Yeah, I rode the triple, start to finish. Wish I would have had waterproof chain lube (and socks). Otherwise, the Siena performed great. I put over 2,000 miles on it this year and it has held up well so far. Not a ton of miles, but I pretty much switched to my mountain bike after the triple. Only surprise to me has been the loosening of bolts and screws (not sure if this is related to the ti frame or the new bike breaking in); I have had to tighten headset, crank bolt, and water bottle screws each a couple times. I had two flat tires all summer. 

My conclusion so far is that you won't find Tom Danielson going for a record hill climb with this bike, but the '06 Siena is a great all around bike, for the demanding rec rider or racer.

IMO: From test rides only, the '05 Siena did not have the stiffness or responsiveness of the '06 (and I don't like the carbon seat stays on '05). In my test rides, the '06 felt like a race bike and the '05 did not. That's all.


----------



## estone2

Lamdog said:


> Wanted to know some impressions and review from others before diving in ... thanks all!


I rented one in Colorado with a Compact crankset.
It was really supple, and stiff. I took it on a climb in Rocky Mtn National Park that was 11 miles of one way, crazy-steep dirt road climbing. (I was stupid and thought it would get paved... or less steep... heh...)
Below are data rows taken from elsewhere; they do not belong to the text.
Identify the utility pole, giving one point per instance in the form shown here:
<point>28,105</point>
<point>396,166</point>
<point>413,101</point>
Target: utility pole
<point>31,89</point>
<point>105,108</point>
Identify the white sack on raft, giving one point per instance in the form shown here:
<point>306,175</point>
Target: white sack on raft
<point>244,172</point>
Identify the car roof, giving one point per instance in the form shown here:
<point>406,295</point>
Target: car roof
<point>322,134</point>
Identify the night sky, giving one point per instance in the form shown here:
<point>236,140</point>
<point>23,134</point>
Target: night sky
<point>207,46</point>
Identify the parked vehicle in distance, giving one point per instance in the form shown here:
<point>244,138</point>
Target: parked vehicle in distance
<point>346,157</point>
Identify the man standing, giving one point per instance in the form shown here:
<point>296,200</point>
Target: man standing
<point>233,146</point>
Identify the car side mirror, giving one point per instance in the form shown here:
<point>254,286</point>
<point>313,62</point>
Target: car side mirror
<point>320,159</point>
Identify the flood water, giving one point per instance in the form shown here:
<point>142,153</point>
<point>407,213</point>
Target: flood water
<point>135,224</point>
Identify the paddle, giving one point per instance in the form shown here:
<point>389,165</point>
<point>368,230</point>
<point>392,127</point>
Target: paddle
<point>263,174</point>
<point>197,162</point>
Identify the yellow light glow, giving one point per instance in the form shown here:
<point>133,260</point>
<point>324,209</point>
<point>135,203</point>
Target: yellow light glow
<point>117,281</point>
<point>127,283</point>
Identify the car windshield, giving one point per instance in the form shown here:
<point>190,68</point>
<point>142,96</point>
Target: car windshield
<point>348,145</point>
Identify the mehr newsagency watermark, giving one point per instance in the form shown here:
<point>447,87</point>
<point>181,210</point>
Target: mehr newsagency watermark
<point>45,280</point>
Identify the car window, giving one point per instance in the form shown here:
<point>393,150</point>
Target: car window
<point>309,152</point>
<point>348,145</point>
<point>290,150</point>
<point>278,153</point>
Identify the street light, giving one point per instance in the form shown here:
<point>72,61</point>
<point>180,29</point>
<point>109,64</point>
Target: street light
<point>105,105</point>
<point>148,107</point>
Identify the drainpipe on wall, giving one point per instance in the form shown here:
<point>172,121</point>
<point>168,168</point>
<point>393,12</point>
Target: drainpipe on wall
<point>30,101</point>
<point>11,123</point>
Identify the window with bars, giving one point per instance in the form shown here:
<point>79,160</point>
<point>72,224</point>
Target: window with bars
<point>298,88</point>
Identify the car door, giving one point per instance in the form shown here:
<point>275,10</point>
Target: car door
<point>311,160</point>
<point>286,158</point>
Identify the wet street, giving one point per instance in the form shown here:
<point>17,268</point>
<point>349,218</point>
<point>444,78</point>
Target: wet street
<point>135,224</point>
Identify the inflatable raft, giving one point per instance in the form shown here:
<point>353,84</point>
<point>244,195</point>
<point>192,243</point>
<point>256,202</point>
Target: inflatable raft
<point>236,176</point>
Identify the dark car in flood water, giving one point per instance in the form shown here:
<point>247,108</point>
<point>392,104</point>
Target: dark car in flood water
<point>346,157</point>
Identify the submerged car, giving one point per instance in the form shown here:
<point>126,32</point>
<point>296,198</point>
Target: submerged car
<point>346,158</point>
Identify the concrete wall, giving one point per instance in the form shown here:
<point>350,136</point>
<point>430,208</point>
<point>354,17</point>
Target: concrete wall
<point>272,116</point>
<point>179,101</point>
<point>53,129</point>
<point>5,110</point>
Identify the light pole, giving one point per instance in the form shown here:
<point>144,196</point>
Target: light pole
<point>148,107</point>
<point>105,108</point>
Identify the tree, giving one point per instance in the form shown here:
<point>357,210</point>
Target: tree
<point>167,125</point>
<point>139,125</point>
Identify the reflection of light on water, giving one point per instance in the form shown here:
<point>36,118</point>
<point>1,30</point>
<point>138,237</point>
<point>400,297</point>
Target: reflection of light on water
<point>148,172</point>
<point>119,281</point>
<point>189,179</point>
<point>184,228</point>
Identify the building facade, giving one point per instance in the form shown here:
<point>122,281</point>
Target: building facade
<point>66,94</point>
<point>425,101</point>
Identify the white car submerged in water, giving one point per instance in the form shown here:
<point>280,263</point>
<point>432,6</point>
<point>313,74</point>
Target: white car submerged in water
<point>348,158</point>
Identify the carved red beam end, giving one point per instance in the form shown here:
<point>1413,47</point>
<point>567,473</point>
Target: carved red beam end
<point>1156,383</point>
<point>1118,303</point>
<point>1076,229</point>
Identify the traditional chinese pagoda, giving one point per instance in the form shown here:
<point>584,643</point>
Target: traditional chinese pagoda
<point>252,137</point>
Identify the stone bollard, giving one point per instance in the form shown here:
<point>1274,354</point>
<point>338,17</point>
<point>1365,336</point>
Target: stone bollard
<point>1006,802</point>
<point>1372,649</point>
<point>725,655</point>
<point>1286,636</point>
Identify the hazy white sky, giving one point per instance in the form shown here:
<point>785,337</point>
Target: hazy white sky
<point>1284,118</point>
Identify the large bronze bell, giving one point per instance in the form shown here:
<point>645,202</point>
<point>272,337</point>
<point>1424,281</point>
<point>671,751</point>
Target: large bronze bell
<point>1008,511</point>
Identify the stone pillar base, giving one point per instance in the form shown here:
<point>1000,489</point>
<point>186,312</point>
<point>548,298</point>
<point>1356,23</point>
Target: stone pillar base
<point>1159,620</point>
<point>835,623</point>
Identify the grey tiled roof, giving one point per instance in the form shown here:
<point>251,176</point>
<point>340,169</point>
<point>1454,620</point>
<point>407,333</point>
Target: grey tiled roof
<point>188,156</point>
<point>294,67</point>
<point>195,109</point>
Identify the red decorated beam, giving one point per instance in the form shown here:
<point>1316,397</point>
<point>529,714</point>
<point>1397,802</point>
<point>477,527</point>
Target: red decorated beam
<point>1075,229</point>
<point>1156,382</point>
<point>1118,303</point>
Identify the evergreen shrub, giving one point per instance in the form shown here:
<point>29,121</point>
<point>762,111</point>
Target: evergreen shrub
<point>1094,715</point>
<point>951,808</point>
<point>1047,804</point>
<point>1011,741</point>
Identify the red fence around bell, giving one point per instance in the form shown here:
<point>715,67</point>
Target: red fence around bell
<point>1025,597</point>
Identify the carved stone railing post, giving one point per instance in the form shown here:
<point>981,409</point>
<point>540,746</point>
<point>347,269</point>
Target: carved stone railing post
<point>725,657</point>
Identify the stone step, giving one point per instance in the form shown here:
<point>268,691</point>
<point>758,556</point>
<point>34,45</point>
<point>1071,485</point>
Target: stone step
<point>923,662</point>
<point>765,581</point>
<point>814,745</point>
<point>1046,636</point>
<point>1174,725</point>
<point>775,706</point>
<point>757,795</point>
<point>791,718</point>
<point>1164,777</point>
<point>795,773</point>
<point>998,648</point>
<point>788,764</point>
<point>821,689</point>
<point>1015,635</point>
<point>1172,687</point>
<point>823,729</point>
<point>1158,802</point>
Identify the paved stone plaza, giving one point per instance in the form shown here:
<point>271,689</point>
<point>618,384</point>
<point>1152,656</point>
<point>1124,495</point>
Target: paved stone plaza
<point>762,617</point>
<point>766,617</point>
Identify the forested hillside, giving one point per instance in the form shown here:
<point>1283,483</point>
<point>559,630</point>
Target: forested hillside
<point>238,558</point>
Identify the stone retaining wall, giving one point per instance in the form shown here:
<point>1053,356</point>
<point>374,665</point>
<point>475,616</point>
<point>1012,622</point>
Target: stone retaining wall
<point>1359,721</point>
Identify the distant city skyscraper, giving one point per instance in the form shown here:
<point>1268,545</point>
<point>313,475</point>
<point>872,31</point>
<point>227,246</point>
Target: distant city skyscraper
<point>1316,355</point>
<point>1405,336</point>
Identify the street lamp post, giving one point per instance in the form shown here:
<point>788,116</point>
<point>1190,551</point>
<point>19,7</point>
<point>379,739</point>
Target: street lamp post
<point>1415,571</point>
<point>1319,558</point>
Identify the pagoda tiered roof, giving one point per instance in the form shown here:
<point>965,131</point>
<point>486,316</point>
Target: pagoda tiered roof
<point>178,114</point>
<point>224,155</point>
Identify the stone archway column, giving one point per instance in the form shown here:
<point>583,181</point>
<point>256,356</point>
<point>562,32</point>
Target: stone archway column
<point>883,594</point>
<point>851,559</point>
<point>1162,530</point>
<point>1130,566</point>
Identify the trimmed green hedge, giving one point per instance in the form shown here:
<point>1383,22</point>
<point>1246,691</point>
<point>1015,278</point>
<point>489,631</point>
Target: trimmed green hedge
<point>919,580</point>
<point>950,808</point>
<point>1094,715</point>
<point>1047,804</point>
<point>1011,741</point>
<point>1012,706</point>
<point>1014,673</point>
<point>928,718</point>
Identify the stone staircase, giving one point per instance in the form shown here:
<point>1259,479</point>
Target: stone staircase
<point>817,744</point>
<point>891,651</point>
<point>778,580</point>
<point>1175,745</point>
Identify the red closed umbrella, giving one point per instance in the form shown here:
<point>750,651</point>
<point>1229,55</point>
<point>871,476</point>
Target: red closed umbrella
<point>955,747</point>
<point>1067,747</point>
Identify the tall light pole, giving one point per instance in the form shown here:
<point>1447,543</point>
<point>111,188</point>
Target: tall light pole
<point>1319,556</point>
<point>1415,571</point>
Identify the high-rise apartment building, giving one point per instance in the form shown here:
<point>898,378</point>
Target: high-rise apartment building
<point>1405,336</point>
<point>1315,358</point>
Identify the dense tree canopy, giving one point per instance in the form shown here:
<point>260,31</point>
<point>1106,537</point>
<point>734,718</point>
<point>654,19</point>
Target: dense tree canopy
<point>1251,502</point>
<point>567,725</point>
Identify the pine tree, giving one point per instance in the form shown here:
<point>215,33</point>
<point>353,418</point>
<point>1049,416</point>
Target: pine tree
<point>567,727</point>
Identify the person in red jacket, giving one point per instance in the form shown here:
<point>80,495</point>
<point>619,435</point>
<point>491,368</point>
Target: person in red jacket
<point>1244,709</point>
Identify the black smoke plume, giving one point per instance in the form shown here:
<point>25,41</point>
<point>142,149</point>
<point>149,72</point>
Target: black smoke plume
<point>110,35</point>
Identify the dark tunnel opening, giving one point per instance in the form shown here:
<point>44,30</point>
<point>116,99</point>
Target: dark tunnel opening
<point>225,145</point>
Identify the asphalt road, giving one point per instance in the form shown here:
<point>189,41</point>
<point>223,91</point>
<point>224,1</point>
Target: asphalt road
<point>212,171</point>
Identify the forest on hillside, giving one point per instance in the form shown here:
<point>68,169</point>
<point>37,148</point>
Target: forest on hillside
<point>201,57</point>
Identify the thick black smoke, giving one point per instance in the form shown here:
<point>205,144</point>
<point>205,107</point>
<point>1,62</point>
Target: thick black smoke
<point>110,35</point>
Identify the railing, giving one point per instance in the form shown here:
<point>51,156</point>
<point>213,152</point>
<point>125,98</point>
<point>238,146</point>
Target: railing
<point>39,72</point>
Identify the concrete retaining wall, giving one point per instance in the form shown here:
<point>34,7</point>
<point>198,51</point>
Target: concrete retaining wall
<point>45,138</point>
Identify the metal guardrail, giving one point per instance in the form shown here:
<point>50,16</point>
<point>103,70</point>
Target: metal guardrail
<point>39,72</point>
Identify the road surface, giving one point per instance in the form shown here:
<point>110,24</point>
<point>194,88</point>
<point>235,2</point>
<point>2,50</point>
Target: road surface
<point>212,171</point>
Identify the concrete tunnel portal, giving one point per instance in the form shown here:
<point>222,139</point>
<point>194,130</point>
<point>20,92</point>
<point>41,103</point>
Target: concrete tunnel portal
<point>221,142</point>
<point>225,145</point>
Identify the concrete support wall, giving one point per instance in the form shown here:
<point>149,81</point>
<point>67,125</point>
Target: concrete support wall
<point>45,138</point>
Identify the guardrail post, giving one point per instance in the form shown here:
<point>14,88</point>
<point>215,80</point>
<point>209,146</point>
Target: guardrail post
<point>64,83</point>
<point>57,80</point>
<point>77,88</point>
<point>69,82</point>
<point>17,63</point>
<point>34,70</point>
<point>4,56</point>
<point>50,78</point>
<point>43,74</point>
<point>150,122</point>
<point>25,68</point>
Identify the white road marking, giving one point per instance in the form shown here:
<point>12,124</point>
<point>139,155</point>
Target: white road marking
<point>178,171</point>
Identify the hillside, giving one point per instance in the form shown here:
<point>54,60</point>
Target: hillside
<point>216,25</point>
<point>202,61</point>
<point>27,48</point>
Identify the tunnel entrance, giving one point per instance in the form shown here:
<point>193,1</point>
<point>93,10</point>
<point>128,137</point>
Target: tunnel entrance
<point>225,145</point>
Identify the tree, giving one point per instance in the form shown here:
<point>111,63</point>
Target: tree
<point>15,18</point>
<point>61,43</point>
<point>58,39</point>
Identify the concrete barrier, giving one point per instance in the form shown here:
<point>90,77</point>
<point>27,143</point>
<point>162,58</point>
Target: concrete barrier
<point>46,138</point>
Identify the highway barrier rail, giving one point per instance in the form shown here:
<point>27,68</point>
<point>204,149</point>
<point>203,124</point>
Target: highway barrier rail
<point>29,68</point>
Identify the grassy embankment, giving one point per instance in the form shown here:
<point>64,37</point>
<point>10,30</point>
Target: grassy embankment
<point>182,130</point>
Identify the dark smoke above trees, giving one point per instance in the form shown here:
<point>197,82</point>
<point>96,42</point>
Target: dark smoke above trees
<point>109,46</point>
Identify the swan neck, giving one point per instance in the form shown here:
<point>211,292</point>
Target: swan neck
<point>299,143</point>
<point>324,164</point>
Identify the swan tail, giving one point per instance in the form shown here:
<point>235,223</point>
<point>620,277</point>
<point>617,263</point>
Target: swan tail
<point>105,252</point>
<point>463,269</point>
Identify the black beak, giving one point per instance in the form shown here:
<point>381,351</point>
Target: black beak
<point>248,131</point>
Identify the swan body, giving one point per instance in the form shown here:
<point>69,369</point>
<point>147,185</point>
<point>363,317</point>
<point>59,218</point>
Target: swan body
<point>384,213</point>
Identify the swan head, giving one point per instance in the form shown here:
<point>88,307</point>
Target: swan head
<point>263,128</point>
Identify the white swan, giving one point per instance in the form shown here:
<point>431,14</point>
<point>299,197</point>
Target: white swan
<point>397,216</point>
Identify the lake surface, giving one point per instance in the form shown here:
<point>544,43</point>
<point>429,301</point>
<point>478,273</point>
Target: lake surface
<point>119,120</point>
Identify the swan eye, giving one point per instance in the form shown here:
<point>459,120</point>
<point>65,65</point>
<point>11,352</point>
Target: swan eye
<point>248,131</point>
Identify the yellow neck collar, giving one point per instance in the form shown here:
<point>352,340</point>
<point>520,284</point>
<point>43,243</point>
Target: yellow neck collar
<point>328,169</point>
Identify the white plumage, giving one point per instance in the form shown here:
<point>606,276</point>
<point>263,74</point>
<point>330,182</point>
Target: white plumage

I was not sore at all, and got up to 11 or 12000 feet just fine (for reference's sake, I live in Illinois, with NO climbing, bridges are my climbs, no joke, and I live at 2300 feet or so.), with no discomfort on the bike. I then rode the bike back down, and hit 59mph. The bike was not remotely sketchy, handled very smoothly and predictably, and handled very calmly; even at 59mph I was not uncomfortable, on a curvy mountain road.

The wheels are smooth, fast rolling, and all that great stuff. The gruppo is great. The two gripes I had about the bike were that there was 1) Not much drop on the bike (it was a rental with only an inch or so of drop, and I'm a drop maniac), and 2) The Aliante saddle does get a bit uncomfortable for me at least. I like less padding, and the ability to move around more. However, it was only a bit uncomfortable, and it wasn't a major discomfort in any way - I could have done 50 more miles.
-estone2


----------